Osterburken

An der Jugendvollzugsanstalt SPD setzt sich für Fortführung des Resozialisierungsprojekts ein / Sascha Binder und Georg Nelius:

"Das Projekt hat große Erfolge zu verzeichnen"

Adelsheim.Die SPD setzt sich für Fortführung des Resozialisierungsprojekts "ReSo" in Adelsheim ein. "Das Projekt hat große Erfolge zu verzeichnen.
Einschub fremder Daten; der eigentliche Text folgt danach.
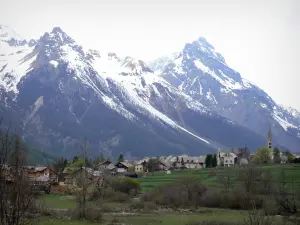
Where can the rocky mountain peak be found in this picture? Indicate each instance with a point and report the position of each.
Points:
(135, 67)
(57, 36)
(11, 37)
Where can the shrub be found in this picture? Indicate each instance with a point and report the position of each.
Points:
(185, 192)
(93, 194)
(126, 185)
(212, 223)
(92, 214)
(143, 206)
(212, 199)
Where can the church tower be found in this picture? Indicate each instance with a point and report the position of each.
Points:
(270, 138)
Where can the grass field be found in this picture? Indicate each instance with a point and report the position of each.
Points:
(58, 201)
(162, 218)
(209, 176)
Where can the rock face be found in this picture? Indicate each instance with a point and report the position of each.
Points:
(202, 73)
(61, 93)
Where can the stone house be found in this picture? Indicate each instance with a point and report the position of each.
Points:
(187, 162)
(42, 173)
(140, 166)
(226, 159)
(123, 167)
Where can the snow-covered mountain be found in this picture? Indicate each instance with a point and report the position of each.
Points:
(61, 92)
(202, 73)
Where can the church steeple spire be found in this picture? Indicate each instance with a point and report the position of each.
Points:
(270, 138)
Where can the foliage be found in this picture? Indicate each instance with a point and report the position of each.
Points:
(120, 158)
(214, 161)
(153, 165)
(290, 156)
(77, 163)
(75, 159)
(59, 165)
(209, 161)
(276, 155)
(17, 201)
(263, 156)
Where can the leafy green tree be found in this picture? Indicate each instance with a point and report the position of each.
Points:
(101, 157)
(120, 158)
(290, 156)
(182, 162)
(59, 165)
(75, 159)
(263, 155)
(209, 161)
(276, 155)
(152, 165)
(214, 160)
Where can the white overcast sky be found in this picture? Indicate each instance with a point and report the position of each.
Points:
(258, 38)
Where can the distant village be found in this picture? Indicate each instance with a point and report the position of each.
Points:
(66, 173)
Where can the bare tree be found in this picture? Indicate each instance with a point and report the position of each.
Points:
(83, 176)
(17, 201)
(226, 178)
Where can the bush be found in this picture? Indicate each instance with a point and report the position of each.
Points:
(185, 192)
(143, 206)
(126, 185)
(235, 199)
(94, 194)
(92, 214)
(212, 223)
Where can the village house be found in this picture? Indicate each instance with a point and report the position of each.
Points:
(226, 159)
(107, 167)
(186, 162)
(123, 167)
(41, 173)
(140, 166)
(74, 174)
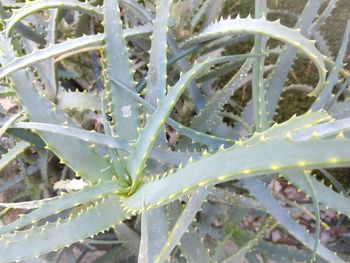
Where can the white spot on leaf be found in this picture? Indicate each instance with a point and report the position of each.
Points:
(126, 110)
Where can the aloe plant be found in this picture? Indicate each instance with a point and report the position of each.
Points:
(129, 170)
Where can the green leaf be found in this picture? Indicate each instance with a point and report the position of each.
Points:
(66, 47)
(283, 152)
(12, 153)
(274, 30)
(53, 236)
(77, 154)
(39, 5)
(142, 147)
(66, 201)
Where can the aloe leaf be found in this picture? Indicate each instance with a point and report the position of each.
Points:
(284, 154)
(39, 5)
(124, 109)
(194, 135)
(326, 94)
(258, 87)
(102, 139)
(29, 204)
(66, 201)
(275, 30)
(257, 189)
(327, 129)
(78, 100)
(9, 122)
(74, 152)
(52, 236)
(76, 133)
(12, 153)
(192, 88)
(156, 78)
(140, 150)
(154, 223)
(65, 47)
(213, 12)
(286, 59)
(182, 224)
(199, 13)
(154, 226)
(322, 18)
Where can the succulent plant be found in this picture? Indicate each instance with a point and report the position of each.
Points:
(129, 169)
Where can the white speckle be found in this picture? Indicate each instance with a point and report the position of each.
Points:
(126, 111)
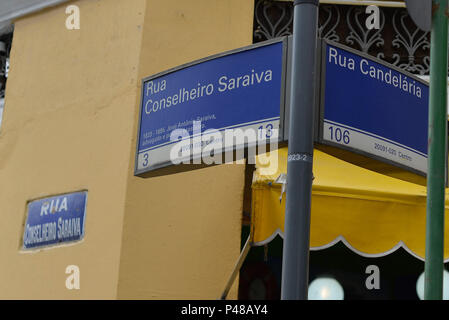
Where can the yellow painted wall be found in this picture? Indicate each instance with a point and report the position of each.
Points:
(181, 234)
(70, 124)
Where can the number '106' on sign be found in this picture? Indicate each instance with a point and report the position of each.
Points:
(339, 135)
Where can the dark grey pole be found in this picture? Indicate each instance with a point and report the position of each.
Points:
(295, 265)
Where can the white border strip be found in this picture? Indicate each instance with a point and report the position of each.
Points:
(341, 238)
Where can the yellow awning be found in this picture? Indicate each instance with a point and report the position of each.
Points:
(371, 213)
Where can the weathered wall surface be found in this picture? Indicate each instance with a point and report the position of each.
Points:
(68, 121)
(181, 234)
(70, 124)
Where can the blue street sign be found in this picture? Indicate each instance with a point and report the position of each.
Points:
(241, 89)
(55, 220)
(373, 108)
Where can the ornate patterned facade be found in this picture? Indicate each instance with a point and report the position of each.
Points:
(397, 41)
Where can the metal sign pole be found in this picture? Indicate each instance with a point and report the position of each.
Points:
(434, 264)
(295, 265)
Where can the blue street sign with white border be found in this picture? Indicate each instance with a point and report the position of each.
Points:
(373, 108)
(55, 220)
(242, 88)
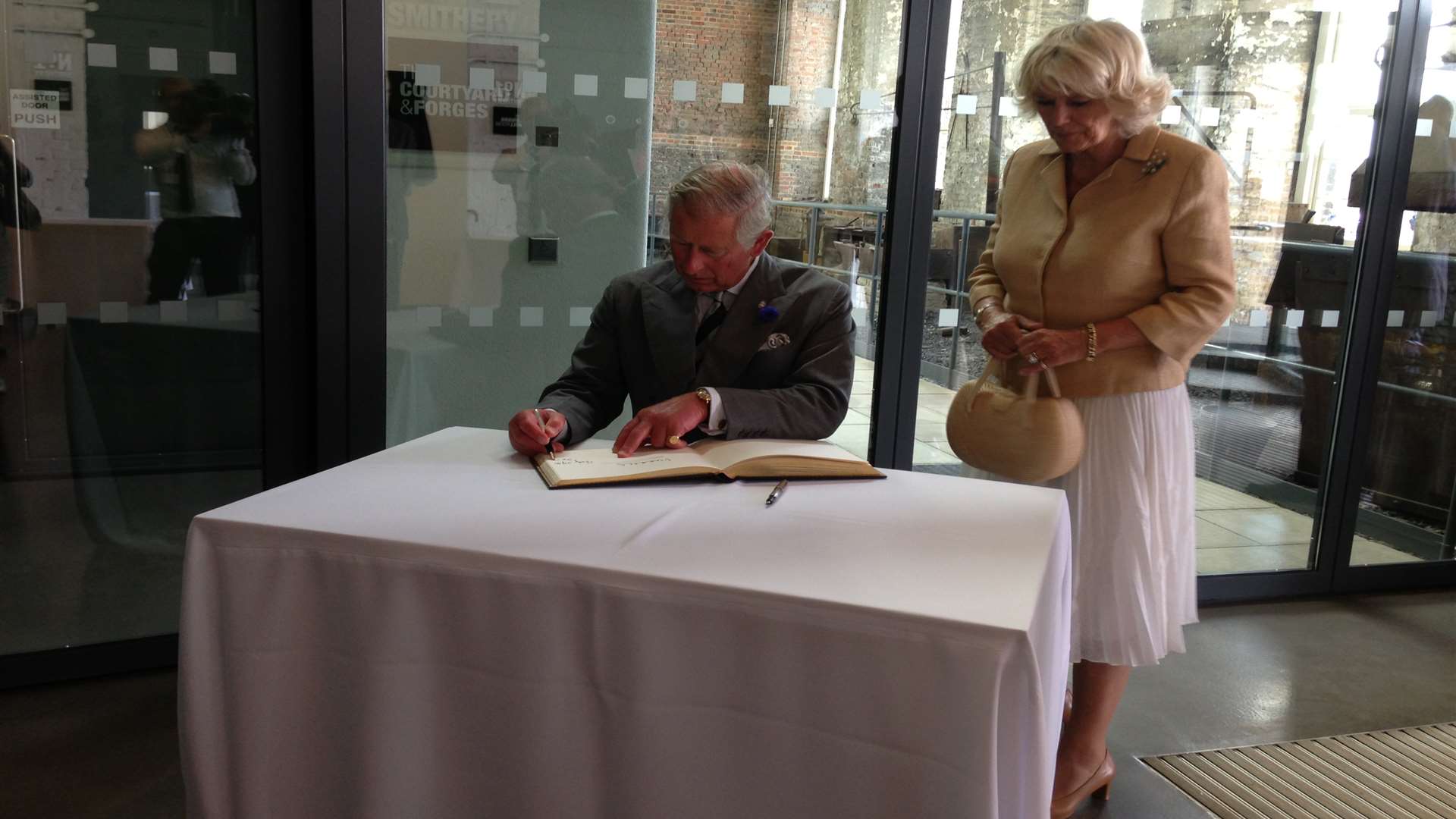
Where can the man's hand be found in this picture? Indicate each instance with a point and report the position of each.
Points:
(528, 436)
(661, 422)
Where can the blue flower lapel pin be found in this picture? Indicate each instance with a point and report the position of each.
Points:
(777, 341)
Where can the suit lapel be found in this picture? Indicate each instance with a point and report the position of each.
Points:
(743, 333)
(669, 314)
(1055, 183)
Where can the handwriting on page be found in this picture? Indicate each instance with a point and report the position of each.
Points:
(619, 463)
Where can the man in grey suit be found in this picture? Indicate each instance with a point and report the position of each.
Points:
(724, 340)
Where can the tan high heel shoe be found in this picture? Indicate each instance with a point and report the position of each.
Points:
(1098, 784)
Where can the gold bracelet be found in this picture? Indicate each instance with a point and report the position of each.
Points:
(976, 316)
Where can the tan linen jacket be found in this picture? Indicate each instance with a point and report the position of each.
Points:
(1149, 246)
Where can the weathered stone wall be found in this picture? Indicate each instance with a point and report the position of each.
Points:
(711, 44)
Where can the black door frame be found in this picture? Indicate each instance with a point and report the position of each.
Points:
(290, 315)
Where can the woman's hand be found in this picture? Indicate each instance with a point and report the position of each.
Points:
(1003, 331)
(1052, 349)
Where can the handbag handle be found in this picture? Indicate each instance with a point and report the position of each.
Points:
(1030, 392)
(1031, 382)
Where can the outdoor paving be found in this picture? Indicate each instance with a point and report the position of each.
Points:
(1237, 532)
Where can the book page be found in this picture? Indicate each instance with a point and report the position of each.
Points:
(603, 464)
(724, 453)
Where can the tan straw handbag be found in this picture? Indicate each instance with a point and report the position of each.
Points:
(1022, 438)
Deshalb sollte es unbedingt fortgesetzt werden", sind sich Sascha Binder und Georg Nelius einig.

Seit 2006 am Laufen

Die beiden SPD-Landtagsabgeordneten haben sich für die Fortführung des in der Justizvollzugsanstalt Adelsheim bestehenden Projekts "ReSo", einer Resozialisierungsinitiative für junge Gefangene, ausgesprochen. "Das schon seit 2006 in Adelsheim betriebene und aus Mitteln des Europäischen Sozialfonds geförderte Resozialisierungsprojekt kann ermutigende Erfolge vorweisen. Es sollte unbedingt weitergeführt werden", erklärte Nelius.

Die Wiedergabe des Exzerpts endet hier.